The ragged circle of light grew wider. He could hear people talking, giving orders, and the quick movements and the clink of their tools as they worked. The girl in his arms looked so defeated. He was afraid that now, after all, it was too late.
‘Please hurry,’ he begged them.
They wanted him to talk, and now that it was over he was too weary to speak. The questions came one after another as the men came closer. Steve saw the light glinting on their helmets and their shiny boots.
‘What’s your name?’
‘Is she your wife?’
‘Do you know the woman’s name?’
‘I’m thirsty,’ Steve said.
A moment later they lowered a little bottle of water down to him. He reached up with his free hand and then lifted his head just enough to tip the bottle to his mouth. It ran out between his lips and down his chin, clear and cool. He let his head fall back again.
He told them his name. ‘Her name is Annie. I think she’s badly hurt. When the collapse came.’
‘That’s all right, don’t worry.’ They were trying to soothe him, he knew that. ‘We’re going to try to put a doctor in beside you.’
A moment later someone came sliding downwards and the dust rose chokingly. Steve braced himself, waiting for the extra shock of pain from being touched. Since the light had come, the pain had intensified. He wondered if he could bear it without screaming out.
The doctor crawled into their tiny space.
‘I’m Tim,’ he said, and Steve thought it was just like at a party. He would have laughed, but for the pain in his leg. ‘And there’s Dave, and Tony, and Roger and Terry up there. They’re all wonderful diggers. They’ll soon get you out.’
They lowered a bag down to the doctor. He had a torch, too, and the light burned into Steve’s eyes. It was so bright that he couldn’t see Annie’s face any more, and he didn’t see the flash of the hypodermic either as the doctor slid the needle into his arm.
The pain receded after that. Steve lay and watched the doctor’s black shape hunched between them. He bent over Annie, touching her, and the sticky patch in her coat. Steve heard him rummage in his bag and the tiny, metallic clink of his instruments.
‘She won’t die, will she?’
After a moment the doctor said quietly, ‘I don’t know yet.’
Hurry up, damn you all.
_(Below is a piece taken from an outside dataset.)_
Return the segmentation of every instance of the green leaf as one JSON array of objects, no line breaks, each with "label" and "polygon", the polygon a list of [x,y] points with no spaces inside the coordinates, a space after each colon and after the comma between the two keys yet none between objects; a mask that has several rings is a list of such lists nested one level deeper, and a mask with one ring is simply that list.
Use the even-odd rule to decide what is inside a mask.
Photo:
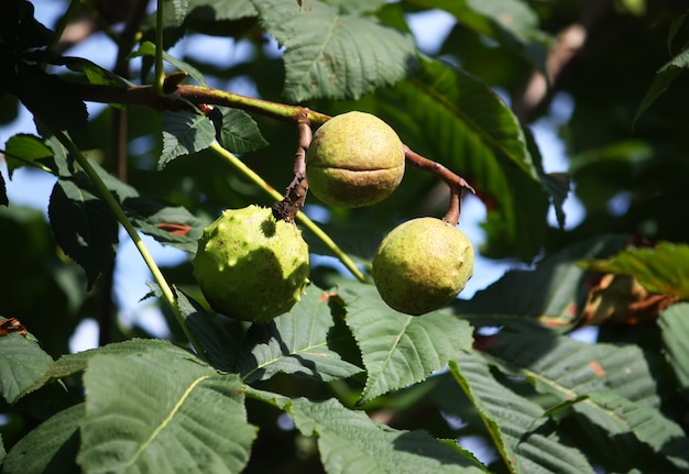
[{"label": "green leaf", "polygon": [[679,302],[667,308],[658,318],[667,359],[679,381],[682,394],[689,399],[689,304]]},{"label": "green leaf", "polygon": [[656,77],[650,82],[646,95],[634,115],[634,123],[638,118],[660,97],[670,85],[679,77],[683,69],[689,68],[689,45],[686,45],[679,54],[657,70]]},{"label": "green leaf", "polygon": [[324,3],[337,7],[340,13],[369,13],[379,10],[387,2],[385,0],[324,0]]},{"label": "green leaf", "polygon": [[663,364],[636,345],[591,345],[543,331],[503,331],[493,338],[490,353],[540,393],[560,400],[588,396],[571,408],[593,449],[616,463],[614,470],[650,467],[657,462],[654,454],[677,456],[686,444],[672,440],[680,428],[658,410],[661,399],[674,396]]},{"label": "green leaf", "polygon": [[253,152],[267,146],[256,122],[243,110],[216,107],[210,113],[216,137],[223,148],[234,153]]},{"label": "green leaf", "polygon": [[254,1],[261,24],[286,48],[285,96],[296,102],[359,98],[403,79],[416,63],[411,35],[320,1],[299,8]]},{"label": "green leaf", "polygon": [[46,384],[85,371],[91,357],[97,354],[136,355],[143,353],[161,353],[169,357],[192,356],[188,351],[173,345],[169,341],[160,339],[130,339],[123,342],[114,342],[98,349],[62,355],[31,386],[26,387],[23,394],[29,394]]},{"label": "green leaf", "polygon": [[689,245],[660,242],[631,247],[608,261],[581,262],[594,272],[631,275],[652,293],[689,298]]},{"label": "green leaf", "polygon": [[84,185],[79,172],[73,179],[59,178],[48,205],[55,241],[86,272],[88,289],[114,261],[118,221],[108,206]]},{"label": "green leaf", "polygon": [[473,342],[467,321],[444,312],[403,315],[385,305],[373,285],[344,283],[337,293],[368,372],[360,401],[425,379]]},{"label": "green leaf", "polygon": [[78,430],[84,411],[84,404],[75,405],[39,425],[10,450],[2,472],[4,474],[76,472]]},{"label": "green leaf", "polygon": [[484,473],[474,460],[422,431],[395,430],[376,423],[363,411],[335,399],[288,399],[251,390],[287,411],[304,436],[317,437],[328,474],[346,473]]},{"label": "green leaf", "polygon": [[240,342],[222,326],[217,315],[208,315],[204,308],[187,294],[175,287],[177,305],[189,327],[198,339],[208,357],[208,362],[219,371],[234,372]]},{"label": "green leaf", "polygon": [[546,70],[550,38],[538,27],[538,16],[518,0],[413,0],[425,8],[437,8],[481,35],[525,57],[542,73]]},{"label": "green leaf", "polygon": [[[477,188],[488,208],[494,257],[533,257],[547,230],[548,196],[520,121],[485,84],[435,60],[381,90],[376,112],[426,157],[440,161]],[[404,110],[400,109],[404,103]]]},{"label": "green leaf", "polygon": [[561,399],[610,390],[657,408],[664,395],[660,361],[636,345],[591,345],[538,330],[502,331],[493,337],[490,353],[522,371],[536,389]]},{"label": "green leaf", "polygon": [[6,401],[17,401],[52,363],[35,341],[17,332],[0,335],[0,393]]},{"label": "green leaf", "polygon": [[84,375],[86,472],[237,473],[255,429],[239,377],[162,353],[98,354]]},{"label": "green leaf", "polygon": [[[624,397],[610,392],[595,393],[590,395],[591,400],[602,409],[612,410],[624,421],[624,428],[632,431],[634,437],[642,443],[647,444],[654,451],[663,464],[667,461],[672,464],[678,472],[689,472],[689,439],[675,421],[666,418],[660,411],[641,405],[634,404]],[[587,411],[588,406],[577,407],[579,411]],[[593,422],[600,420],[599,414],[589,412],[589,418]],[[611,434],[616,434],[611,432]],[[631,447],[632,450],[638,449]],[[635,458],[633,455],[632,458]],[[659,469],[663,464],[649,463],[653,469]],[[639,466],[639,464],[636,464]]]},{"label": "green leaf", "polygon": [[9,206],[10,200],[8,199],[8,189],[4,185],[4,176],[0,175],[0,206]]},{"label": "green leaf", "polygon": [[[196,252],[197,241],[204,230],[200,219],[182,206],[172,206],[141,196],[134,187],[122,183],[97,163],[91,162],[91,166],[135,228],[164,245],[185,252]],[[91,192],[96,192],[90,181],[84,186]]]},{"label": "green leaf", "polygon": [[66,65],[70,70],[84,73],[89,84],[100,84],[107,86],[131,87],[132,82],[118,76],[117,74],[98,66],[83,57],[63,57],[62,64]]},{"label": "green leaf", "polygon": [[331,312],[329,295],[311,285],[292,311],[253,324],[239,363],[244,382],[265,381],[278,372],[330,382],[362,372],[337,351],[351,342],[351,334]]},{"label": "green leaf", "polygon": [[513,269],[469,300],[458,299],[453,311],[473,326],[514,327],[524,321],[559,331],[578,322],[587,299],[588,273],[577,264],[581,258],[617,252],[627,238],[598,235],[539,262],[535,269]]},{"label": "green leaf", "polygon": [[[127,185],[111,178],[108,188],[116,191]],[[131,188],[134,190],[134,188]],[[157,242],[185,252],[195,253],[204,224],[182,206],[172,206],[143,196],[132,196],[121,201],[124,213],[141,232]]]},{"label": "green leaf", "polygon": [[545,422],[544,409],[495,381],[484,357],[462,352],[450,373],[474,405],[512,473],[593,473],[583,454]]},{"label": "green leaf", "polygon": [[173,7],[175,10],[175,19],[177,20],[177,23],[182,23],[187,14],[189,0],[173,0]]},{"label": "green leaf", "polygon": [[19,133],[11,136],[4,144],[4,158],[10,179],[14,169],[29,164],[48,167],[56,172],[53,163],[53,151],[35,135]]},{"label": "green leaf", "polygon": [[163,153],[158,169],[179,156],[207,148],[215,137],[216,129],[204,114],[185,110],[163,112]]},{"label": "green leaf", "polygon": [[[142,42],[141,45],[139,46],[139,49],[132,52],[129,55],[130,58],[139,57],[139,56],[155,56],[155,45],[151,43],[150,41]],[[173,66],[175,66],[177,69],[192,76],[201,86],[206,86],[206,79],[204,78],[204,74],[200,70],[198,70],[196,67],[192,66],[190,64],[185,63],[184,60],[179,60],[175,58],[174,56],[172,56],[171,54],[165,53],[165,52],[163,52],[163,59],[166,63],[169,63]]]}]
Why does it take so long?
‘Okay, Steve,’ someone called out to him. ‘Hold on just a few minutes longer.’
The police commander crouched at the lip of the hole. Under the lights he could see the colour of the woman’s coat. It was blue, and she was wearing black boots.
‘The descriptions tally, sir.’ One of his men had checked the computer-stored descriptions of people reported missing through the long day. ‘And the man is conscious. He says her name is Annie.’
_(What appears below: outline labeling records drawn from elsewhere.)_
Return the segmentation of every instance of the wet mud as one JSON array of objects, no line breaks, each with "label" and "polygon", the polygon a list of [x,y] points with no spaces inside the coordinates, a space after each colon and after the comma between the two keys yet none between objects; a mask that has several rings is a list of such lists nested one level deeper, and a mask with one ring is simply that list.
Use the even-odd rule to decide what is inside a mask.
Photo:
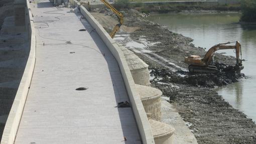
[{"label": "wet mud", "polygon": [[213,89],[246,78],[234,70],[234,57],[216,53],[214,60],[219,72],[190,74],[185,57],[203,57],[204,48],[195,47],[193,39],[173,33],[164,26],[144,20],[145,14],[135,10],[121,12],[125,27],[139,28],[131,33],[120,31],[119,35],[130,35],[122,44],[129,41],[143,43],[142,40],[155,44],[147,46],[148,52],[129,48],[149,65],[151,86],[160,89],[176,106],[198,143],[256,143],[255,123]]}]

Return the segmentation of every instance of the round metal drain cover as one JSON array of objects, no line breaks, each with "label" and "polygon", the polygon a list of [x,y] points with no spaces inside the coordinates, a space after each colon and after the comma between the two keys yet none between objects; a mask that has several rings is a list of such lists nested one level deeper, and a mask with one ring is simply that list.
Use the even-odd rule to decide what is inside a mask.
[{"label": "round metal drain cover", "polygon": [[79,88],[76,89],[76,90],[85,90],[87,89],[88,89],[88,87],[79,87]]}]

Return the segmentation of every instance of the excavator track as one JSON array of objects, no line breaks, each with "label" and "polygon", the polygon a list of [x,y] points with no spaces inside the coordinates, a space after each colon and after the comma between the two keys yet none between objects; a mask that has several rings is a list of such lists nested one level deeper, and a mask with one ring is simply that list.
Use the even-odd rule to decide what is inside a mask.
[{"label": "excavator track", "polygon": [[188,67],[189,72],[192,73],[216,73],[219,71],[214,66],[200,66],[190,65]]}]

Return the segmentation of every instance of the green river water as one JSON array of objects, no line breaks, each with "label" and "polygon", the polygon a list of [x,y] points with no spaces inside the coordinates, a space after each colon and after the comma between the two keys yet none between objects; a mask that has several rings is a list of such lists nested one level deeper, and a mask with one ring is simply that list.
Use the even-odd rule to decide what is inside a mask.
[{"label": "green river water", "polygon": [[[233,107],[256,121],[256,25],[240,25],[240,14],[159,14],[148,17],[150,21],[166,27],[171,31],[193,39],[195,46],[209,49],[211,46],[228,41],[239,41],[242,47],[244,69],[248,79],[216,91]],[[235,56],[233,50],[222,50]]]}]

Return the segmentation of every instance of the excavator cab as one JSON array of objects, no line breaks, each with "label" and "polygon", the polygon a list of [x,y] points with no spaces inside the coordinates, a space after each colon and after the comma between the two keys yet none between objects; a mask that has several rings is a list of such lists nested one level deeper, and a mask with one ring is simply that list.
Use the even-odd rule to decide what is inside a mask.
[{"label": "excavator cab", "polygon": [[191,55],[186,57],[184,62],[189,64],[188,67],[189,72],[201,73],[217,73],[219,71],[219,69],[216,66],[213,65],[213,56],[215,52],[219,50],[235,49],[236,64],[234,68],[237,73],[239,73],[243,69],[242,60],[239,58],[239,55],[241,57],[241,45],[239,42],[236,41],[234,46],[226,45],[230,43],[230,42],[227,42],[213,46],[209,49],[203,58],[197,55]]}]

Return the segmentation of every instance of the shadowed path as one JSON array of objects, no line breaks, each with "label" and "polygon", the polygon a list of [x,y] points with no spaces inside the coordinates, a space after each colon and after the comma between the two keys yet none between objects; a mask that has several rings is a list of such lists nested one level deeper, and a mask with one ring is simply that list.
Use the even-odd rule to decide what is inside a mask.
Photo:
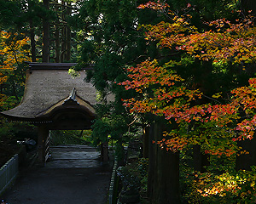
[{"label": "shadowed path", "polygon": [[99,153],[81,145],[51,148],[44,167],[20,174],[5,195],[9,204],[106,204],[112,165],[102,166]]}]

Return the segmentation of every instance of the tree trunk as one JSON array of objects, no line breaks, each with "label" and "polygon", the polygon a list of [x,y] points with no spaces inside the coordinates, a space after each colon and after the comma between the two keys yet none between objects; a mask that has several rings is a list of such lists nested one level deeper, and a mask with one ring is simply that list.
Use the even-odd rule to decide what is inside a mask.
[{"label": "tree trunk", "polygon": [[[159,122],[150,127],[149,139],[162,139],[164,127]],[[179,155],[161,150],[150,143],[148,196],[153,204],[179,204]]]},{"label": "tree trunk", "polygon": [[31,54],[32,61],[37,61],[37,53],[36,53],[36,42],[35,42],[35,32],[32,26],[32,21],[30,20],[30,44],[31,44]]},{"label": "tree trunk", "polygon": [[[62,18],[62,22],[63,24],[66,23],[66,16],[65,16],[65,12],[66,12],[66,8],[65,8],[65,2],[62,1],[61,2],[62,4],[62,14],[61,14],[61,18]],[[62,29],[61,29],[61,62],[64,62],[65,61],[65,54],[66,54],[66,26],[63,25]]]},{"label": "tree trunk", "polygon": [[143,157],[148,158],[148,148],[149,148],[149,139],[148,139],[148,127],[143,128]]},{"label": "tree trunk", "polygon": [[206,166],[209,166],[207,155],[202,154],[199,144],[193,146],[194,170],[201,173],[207,172]]},{"label": "tree trunk", "polygon": [[[68,17],[71,15],[71,3],[67,3],[67,12],[66,14]],[[66,18],[67,19],[67,18]],[[66,27],[66,54],[65,54],[65,61],[69,61],[71,57],[71,30],[68,25]]]},{"label": "tree trunk", "polygon": [[[44,6],[49,9],[49,0],[44,0]],[[43,62],[49,61],[49,22],[47,17],[43,18]]]}]

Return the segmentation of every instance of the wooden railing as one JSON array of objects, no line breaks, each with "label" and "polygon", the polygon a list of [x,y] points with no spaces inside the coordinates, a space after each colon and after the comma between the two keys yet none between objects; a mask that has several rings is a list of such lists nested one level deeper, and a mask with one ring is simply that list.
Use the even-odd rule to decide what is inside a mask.
[{"label": "wooden railing", "polygon": [[16,178],[19,172],[19,156],[15,155],[0,168],[0,196]]}]

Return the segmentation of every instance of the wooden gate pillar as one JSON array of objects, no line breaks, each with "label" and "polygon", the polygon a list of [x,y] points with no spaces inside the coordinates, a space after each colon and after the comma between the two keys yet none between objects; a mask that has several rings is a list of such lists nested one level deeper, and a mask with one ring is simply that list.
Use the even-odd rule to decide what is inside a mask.
[{"label": "wooden gate pillar", "polygon": [[108,142],[103,142],[101,144],[101,157],[102,162],[108,162]]},{"label": "wooden gate pillar", "polygon": [[38,162],[44,166],[49,157],[49,129],[45,125],[38,126]]}]

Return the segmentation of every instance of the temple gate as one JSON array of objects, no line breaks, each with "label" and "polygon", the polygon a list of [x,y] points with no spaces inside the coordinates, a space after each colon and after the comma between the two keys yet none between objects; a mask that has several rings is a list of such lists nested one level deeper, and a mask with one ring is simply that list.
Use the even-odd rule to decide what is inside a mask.
[{"label": "temple gate", "polygon": [[[84,82],[86,69],[79,77],[67,72],[72,63],[29,63],[23,99],[14,109],[1,114],[13,121],[24,121],[38,127],[38,160],[44,164],[49,157],[49,130],[90,129],[96,117],[93,105],[96,91]],[[108,147],[102,155],[108,158]]]}]

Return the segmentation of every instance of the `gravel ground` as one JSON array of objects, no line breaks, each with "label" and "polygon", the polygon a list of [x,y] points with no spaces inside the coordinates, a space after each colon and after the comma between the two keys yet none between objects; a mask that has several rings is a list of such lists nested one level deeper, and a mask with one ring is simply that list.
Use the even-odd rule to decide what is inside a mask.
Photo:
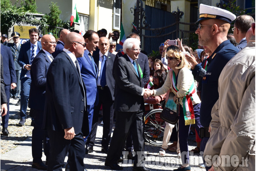
[{"label": "gravel ground", "polygon": [[[33,158],[31,154],[31,136],[33,127],[30,126],[31,119],[26,120],[25,125],[20,127],[17,125],[19,121],[19,106],[15,106],[17,100],[10,99],[10,118],[8,130],[10,132],[8,136],[1,134],[1,170],[8,171],[36,171],[31,167]],[[29,111],[29,109],[28,110]],[[84,159],[85,168],[88,171],[110,170],[104,166],[106,154],[101,152],[100,142],[102,137],[102,126],[98,124],[94,151],[85,155]],[[196,143],[195,137],[189,137],[188,140],[189,150],[195,148]],[[177,153],[168,152],[164,157],[158,155],[160,146],[146,143],[146,166],[152,171],[173,170],[177,168],[181,161],[177,157]],[[22,155],[22,154],[26,155]],[[197,154],[199,155],[199,154]],[[17,156],[19,155],[22,156]],[[202,163],[201,157],[191,155],[190,165],[191,170],[204,171],[200,167]],[[43,155],[42,159],[45,161],[45,156]],[[67,157],[65,159],[67,162]],[[132,161],[125,160],[124,163],[120,164],[124,170],[132,170]],[[62,169],[65,171],[65,168]]]}]

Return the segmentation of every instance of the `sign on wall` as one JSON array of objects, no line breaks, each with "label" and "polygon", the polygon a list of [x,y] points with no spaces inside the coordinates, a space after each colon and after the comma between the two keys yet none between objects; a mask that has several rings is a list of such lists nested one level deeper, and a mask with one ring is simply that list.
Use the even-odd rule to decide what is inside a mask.
[{"label": "sign on wall", "polygon": [[32,28],[36,28],[35,26],[23,26],[15,25],[14,31],[17,31],[21,34],[20,37],[23,39],[29,39],[29,30]]}]

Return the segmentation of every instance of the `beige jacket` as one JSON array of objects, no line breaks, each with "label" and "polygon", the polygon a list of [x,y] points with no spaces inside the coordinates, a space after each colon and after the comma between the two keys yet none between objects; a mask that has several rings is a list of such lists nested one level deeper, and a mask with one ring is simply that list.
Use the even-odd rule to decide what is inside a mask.
[{"label": "beige jacket", "polygon": [[[249,42],[220,76],[219,97],[212,110],[210,137],[204,156],[208,162],[212,159],[206,159],[207,155],[217,155],[222,160],[224,155],[236,155],[239,162],[235,163],[241,165],[227,167],[222,161],[214,167],[215,171],[255,170],[255,42]],[[243,160],[246,158],[248,167]]]},{"label": "beige jacket", "polygon": [[[159,96],[163,95],[171,88],[173,92],[175,95],[177,94],[177,97],[180,98],[180,104],[183,106],[182,99],[190,88],[193,82],[194,82],[194,77],[192,74],[192,72],[188,68],[184,67],[181,69],[179,72],[177,83],[177,88],[179,91],[176,93],[173,89],[171,80],[170,79],[170,74],[171,76],[172,72],[173,70],[171,69],[169,70],[164,84],[162,87],[156,90],[153,90],[153,95]],[[192,101],[193,105],[201,103],[201,101],[196,93],[192,95],[192,97],[194,100]]]}]

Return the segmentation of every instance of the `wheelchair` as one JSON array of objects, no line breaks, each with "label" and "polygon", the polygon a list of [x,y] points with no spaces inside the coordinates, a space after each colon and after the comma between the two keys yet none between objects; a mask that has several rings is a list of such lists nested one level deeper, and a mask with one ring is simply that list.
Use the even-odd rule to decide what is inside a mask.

The commander nodded. For a moment he had been thinking of his own wife, and seeing her crumpled amongst the debris.
‘How long?’ he asked the fire chief.
‘Ten, fifteen minutes.’
The men were working in frantic silence now. There was a girder to be lifted and hoisted away before the smaller chunks of rubble could be moved. Once that was done the victims could be lifted out on to stretchers.
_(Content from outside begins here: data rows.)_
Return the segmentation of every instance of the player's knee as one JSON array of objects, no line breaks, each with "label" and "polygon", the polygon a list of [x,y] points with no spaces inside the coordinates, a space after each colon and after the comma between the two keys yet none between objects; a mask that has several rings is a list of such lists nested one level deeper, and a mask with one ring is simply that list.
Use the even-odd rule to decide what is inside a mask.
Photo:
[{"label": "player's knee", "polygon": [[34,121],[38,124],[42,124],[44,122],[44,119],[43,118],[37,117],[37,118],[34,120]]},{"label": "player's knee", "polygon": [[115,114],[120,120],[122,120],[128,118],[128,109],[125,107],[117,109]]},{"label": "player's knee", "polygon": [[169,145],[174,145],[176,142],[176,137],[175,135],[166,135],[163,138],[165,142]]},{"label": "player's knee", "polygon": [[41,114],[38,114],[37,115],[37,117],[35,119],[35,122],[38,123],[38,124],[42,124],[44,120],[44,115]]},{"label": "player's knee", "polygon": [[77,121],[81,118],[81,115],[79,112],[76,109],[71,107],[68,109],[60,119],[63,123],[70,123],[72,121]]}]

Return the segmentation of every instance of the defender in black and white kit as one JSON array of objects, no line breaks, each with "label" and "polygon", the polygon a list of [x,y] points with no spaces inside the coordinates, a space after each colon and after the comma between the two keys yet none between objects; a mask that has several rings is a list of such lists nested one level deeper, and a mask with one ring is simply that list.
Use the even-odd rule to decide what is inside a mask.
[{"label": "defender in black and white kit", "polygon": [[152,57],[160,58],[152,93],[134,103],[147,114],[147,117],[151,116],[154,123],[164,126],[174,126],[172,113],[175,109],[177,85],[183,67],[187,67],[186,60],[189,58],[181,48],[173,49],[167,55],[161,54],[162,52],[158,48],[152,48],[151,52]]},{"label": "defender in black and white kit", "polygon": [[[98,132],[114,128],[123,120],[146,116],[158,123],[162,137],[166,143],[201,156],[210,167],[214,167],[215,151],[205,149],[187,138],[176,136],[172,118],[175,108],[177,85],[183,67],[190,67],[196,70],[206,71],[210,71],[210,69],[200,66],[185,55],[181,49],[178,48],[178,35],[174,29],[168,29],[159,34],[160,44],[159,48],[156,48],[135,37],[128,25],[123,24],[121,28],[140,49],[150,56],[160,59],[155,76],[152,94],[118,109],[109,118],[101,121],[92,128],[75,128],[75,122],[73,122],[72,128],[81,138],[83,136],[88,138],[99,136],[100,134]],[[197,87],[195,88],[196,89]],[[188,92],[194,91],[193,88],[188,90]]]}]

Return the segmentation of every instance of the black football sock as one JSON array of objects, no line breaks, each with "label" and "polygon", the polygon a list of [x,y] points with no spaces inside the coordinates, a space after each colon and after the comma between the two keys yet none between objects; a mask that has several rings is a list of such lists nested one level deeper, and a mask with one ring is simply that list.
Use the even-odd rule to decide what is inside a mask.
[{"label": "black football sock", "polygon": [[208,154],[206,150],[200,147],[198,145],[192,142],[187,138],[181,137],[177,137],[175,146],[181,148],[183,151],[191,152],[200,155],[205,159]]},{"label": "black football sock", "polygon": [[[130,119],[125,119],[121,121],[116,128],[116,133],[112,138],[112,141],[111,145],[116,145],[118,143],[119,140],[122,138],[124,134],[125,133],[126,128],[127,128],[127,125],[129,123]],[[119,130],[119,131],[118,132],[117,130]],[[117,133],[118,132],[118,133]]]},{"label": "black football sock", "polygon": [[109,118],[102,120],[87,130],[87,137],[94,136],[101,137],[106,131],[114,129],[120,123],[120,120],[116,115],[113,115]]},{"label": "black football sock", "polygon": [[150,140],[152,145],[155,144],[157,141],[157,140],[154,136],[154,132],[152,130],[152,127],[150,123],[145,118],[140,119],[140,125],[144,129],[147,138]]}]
The commander looked down at the doctor’s head, and then glanced at the stretcher party, waiting. The ambulances were drawn up beyond the tarpaulins.
‘Her husband’s waiting at the barrier,’ he said. One of his men was already moving, but the commander said, ‘Wait. Leave it for another five minutes, until they’re ready to bring her up. He’ll be in the way here, and if she’s unconscious he can’t help her. Take him into the trailer and tell him, will you?’
Steve didn’t know how long it took, in the end.
The doctor waited beside him, holding up a bag and tubes that ran into Annie’s arm.